Step 4: Run the Experiment

With your criteria, funnel stages, and calibrated judge ready, now execute the experiment:

  1. Generate outputs for each model variant using your evaluation dataset. Ensure all models see identical prompts.
  2. Apply each funnel stage sequentially. After Stage 1, record how many outputs pass. Continue to Stage 2, and so on.
  3. Track passing rates at each stage for each model. This gives you a granular view: maybe Model A has high relevance but low coherence, while Model B is the opposite.
  4. Compute a final “win” score (e.g., percentage of outputs that survive all stages or average composite score of survivors).

Make sure to run the process multiple times or use a large enough dataset to avoid noise.

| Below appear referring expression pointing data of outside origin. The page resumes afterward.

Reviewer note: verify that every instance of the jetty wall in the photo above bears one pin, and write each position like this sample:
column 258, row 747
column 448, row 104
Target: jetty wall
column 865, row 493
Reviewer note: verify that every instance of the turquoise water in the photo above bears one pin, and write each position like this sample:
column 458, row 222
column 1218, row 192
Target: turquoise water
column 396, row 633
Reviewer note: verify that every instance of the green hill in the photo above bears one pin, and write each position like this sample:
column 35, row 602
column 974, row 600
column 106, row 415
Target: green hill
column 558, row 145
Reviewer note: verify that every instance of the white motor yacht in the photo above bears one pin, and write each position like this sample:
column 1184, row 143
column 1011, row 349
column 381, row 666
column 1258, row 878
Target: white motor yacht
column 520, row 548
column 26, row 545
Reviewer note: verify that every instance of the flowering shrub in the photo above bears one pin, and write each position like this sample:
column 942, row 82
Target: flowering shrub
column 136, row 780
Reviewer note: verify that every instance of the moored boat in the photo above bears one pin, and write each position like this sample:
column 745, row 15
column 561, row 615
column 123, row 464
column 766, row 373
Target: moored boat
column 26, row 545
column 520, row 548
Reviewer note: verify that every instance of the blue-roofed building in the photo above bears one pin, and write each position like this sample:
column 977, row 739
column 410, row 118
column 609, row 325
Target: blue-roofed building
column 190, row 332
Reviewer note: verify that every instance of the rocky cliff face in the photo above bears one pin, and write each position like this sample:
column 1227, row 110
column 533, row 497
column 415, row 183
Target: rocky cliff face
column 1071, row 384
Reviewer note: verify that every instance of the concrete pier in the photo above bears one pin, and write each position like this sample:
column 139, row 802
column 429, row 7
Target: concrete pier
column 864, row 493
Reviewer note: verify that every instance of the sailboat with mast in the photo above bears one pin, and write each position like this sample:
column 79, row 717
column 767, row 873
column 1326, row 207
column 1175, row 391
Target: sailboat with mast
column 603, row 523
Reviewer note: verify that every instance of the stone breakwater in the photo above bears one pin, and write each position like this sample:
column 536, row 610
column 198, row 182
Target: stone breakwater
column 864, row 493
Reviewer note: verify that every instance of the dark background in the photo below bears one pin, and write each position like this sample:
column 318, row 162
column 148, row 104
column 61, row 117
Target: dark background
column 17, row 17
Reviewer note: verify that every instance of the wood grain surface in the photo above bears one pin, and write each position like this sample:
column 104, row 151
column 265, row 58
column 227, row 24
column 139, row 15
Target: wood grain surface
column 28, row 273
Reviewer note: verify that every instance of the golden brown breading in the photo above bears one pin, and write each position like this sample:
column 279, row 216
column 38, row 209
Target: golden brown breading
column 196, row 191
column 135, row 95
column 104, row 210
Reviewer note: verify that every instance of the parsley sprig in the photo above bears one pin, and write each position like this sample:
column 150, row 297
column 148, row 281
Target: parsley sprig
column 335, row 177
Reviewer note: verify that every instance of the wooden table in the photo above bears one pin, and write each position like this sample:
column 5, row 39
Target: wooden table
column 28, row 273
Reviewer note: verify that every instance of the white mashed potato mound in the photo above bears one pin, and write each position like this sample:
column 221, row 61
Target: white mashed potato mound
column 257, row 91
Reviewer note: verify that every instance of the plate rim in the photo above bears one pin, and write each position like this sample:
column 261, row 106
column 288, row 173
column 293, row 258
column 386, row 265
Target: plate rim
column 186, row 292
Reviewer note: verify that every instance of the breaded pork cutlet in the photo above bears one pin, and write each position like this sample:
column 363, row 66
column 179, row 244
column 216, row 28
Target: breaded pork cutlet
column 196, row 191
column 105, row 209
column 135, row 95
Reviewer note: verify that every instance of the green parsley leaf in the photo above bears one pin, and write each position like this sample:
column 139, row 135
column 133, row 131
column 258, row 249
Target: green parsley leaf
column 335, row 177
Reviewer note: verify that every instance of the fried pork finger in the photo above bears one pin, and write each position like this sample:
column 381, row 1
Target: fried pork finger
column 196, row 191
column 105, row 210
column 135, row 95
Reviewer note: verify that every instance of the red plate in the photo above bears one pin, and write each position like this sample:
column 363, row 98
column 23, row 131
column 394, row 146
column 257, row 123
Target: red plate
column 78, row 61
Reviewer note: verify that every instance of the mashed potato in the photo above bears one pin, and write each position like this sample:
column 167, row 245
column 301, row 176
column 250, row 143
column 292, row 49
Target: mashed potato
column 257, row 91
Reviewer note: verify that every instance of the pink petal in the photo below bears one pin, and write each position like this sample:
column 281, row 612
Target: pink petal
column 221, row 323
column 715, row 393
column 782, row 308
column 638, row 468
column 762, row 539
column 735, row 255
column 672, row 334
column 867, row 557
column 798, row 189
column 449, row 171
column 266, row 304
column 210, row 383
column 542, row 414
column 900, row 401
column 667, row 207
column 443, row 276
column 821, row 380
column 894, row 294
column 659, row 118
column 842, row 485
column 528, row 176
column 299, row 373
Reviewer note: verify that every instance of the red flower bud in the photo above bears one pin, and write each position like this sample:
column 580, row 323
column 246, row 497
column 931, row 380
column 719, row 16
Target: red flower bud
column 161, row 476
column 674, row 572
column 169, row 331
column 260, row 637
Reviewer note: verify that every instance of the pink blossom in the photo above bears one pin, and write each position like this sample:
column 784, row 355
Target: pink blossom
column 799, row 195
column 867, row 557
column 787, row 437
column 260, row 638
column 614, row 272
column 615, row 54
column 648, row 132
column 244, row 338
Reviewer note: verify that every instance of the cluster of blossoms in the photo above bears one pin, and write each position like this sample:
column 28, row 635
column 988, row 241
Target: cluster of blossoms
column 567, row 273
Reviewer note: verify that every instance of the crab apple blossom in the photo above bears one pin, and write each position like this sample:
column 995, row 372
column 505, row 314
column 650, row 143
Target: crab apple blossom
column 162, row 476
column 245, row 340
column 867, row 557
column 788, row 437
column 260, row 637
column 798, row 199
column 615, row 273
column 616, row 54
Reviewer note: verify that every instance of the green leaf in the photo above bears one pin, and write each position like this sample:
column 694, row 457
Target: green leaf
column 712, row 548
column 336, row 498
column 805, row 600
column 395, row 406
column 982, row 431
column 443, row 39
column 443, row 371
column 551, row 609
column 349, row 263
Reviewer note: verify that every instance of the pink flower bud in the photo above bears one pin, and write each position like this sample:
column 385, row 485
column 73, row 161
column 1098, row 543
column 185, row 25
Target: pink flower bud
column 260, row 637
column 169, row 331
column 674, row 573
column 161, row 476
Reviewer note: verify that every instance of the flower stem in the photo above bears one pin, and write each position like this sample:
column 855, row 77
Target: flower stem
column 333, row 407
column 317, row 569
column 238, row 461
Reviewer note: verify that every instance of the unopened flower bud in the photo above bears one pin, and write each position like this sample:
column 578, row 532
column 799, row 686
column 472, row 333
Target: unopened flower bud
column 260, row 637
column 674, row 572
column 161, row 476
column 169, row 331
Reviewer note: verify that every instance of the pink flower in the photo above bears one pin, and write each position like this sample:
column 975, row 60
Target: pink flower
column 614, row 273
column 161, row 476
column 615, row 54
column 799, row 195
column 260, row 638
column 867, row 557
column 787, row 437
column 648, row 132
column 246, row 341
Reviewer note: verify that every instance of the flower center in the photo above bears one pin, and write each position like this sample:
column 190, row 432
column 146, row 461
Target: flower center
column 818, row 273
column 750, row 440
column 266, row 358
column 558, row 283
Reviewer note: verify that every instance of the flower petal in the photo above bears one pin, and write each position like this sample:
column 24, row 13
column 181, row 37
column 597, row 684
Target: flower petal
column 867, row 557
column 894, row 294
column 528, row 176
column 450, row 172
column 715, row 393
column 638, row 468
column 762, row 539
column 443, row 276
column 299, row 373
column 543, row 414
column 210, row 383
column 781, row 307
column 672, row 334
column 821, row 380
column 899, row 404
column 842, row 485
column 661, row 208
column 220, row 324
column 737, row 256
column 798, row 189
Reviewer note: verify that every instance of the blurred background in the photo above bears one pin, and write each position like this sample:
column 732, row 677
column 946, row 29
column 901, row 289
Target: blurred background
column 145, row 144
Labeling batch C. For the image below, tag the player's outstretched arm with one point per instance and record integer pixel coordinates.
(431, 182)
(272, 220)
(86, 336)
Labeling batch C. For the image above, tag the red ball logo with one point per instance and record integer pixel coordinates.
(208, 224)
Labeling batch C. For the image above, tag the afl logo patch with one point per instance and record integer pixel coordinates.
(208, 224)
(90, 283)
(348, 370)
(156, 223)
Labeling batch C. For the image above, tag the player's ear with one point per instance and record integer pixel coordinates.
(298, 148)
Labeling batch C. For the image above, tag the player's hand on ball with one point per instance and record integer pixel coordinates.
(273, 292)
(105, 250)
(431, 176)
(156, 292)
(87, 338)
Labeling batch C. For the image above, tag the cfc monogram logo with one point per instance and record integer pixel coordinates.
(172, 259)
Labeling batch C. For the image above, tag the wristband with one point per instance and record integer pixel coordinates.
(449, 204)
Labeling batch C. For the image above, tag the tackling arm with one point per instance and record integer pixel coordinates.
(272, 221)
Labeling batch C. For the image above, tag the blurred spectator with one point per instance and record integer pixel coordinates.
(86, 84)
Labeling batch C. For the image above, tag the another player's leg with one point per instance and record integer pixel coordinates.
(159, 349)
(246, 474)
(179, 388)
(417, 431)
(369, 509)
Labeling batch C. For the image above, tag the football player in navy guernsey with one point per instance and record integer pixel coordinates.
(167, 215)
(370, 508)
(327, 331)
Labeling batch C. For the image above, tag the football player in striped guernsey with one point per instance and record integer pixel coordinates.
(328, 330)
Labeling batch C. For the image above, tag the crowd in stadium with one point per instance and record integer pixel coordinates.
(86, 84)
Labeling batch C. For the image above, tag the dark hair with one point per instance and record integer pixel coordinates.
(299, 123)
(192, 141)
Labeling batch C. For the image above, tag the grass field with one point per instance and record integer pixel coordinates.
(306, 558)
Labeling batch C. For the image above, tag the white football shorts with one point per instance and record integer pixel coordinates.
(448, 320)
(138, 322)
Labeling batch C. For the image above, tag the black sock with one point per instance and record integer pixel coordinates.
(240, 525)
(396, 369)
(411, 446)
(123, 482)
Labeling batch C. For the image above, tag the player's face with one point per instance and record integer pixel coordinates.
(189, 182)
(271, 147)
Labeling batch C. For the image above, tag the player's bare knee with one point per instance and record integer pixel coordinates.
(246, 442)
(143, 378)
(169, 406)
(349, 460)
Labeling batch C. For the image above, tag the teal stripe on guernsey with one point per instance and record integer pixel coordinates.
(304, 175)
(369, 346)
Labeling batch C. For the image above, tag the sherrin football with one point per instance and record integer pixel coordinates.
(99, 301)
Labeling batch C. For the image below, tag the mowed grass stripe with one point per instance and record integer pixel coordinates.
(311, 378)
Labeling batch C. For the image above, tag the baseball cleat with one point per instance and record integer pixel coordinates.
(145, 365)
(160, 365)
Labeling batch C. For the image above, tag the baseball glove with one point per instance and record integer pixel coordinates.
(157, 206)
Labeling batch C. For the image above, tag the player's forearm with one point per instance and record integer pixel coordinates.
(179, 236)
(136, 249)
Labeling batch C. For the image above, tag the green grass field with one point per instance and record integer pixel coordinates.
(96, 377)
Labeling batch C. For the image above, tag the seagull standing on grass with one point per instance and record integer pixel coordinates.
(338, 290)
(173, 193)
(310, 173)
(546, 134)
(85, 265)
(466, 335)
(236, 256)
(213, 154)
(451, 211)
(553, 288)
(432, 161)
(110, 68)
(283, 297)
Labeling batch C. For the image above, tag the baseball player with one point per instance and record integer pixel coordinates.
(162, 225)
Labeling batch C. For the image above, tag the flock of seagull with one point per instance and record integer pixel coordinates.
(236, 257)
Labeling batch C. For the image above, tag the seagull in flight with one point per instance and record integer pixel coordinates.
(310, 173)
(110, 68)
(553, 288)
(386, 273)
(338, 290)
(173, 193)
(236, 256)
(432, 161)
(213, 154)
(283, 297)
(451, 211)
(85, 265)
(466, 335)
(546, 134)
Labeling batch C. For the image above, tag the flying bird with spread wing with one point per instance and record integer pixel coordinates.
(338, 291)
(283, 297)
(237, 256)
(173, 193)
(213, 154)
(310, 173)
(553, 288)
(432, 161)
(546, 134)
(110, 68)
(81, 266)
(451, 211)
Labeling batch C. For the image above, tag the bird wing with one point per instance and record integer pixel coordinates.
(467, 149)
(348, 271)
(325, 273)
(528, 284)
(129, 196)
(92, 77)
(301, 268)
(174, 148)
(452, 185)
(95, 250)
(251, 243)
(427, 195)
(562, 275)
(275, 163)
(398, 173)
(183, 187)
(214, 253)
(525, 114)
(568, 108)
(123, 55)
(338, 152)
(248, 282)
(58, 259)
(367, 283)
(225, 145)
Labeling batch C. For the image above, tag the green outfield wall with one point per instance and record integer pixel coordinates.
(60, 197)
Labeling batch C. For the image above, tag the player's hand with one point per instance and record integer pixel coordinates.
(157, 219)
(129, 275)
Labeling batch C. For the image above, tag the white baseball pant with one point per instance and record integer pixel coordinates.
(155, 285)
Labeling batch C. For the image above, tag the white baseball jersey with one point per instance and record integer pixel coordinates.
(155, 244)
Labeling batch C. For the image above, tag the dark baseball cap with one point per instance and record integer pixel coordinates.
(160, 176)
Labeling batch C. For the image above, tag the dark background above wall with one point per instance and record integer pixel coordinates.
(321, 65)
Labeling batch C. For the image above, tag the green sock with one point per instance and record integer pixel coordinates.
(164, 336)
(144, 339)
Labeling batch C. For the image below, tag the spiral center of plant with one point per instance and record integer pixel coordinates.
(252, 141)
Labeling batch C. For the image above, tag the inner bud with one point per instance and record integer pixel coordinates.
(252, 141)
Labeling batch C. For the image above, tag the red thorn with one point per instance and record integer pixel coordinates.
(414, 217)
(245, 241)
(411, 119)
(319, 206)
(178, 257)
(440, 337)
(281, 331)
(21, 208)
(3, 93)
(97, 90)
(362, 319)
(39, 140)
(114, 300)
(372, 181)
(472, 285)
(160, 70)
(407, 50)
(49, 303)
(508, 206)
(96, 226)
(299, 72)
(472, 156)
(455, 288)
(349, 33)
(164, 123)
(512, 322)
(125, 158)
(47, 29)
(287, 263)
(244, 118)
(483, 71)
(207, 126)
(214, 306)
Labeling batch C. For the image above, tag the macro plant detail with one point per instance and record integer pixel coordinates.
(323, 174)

A minimum of 200–500 prompts is recommended.

Step 5: Analyze Funnel Results

Now comes the insight. Don’t just look at the final winner; examine where models drop off:

  • Which stage causes the biggest loss for a model? That pinpoints its weakness (e.g., poor coherence).
  • Compare the funnel visuals (bar charts of pass rates per stage) across models to see trade-offs.
  • Perform statistical tests to determine if differences are significant. Use a paired t-test or Wilcoxon signed-rank test on the per-prompt survival scores.
  • Compute effect sizes (Cohen’s d) to understand practical significance beyond p-values.

Document your findings in a report that includes the funnel thresholds, pass rates, and any bias corrections applied.

Tips for Success

  • Start simple: Use only two–three criteria and two funnel stages initially. You can always add complexity later.
  • Validate your judge regularly: Model updates or prompt changes can shift judge behavior; recalibrate monthly.
  • Don’t over-optimize thresholds: Funnel cutoffs should be based on your application’s quality bar, not on making one model look better.
  • Combine with human review: Use the funnel to surface borderline cases for manual inspection—this improves both evaluation and your judge training data.
  • Share your funnel design: Transparency about criteria and thresholds helps stakeholders trust the results and reproduce your experiments.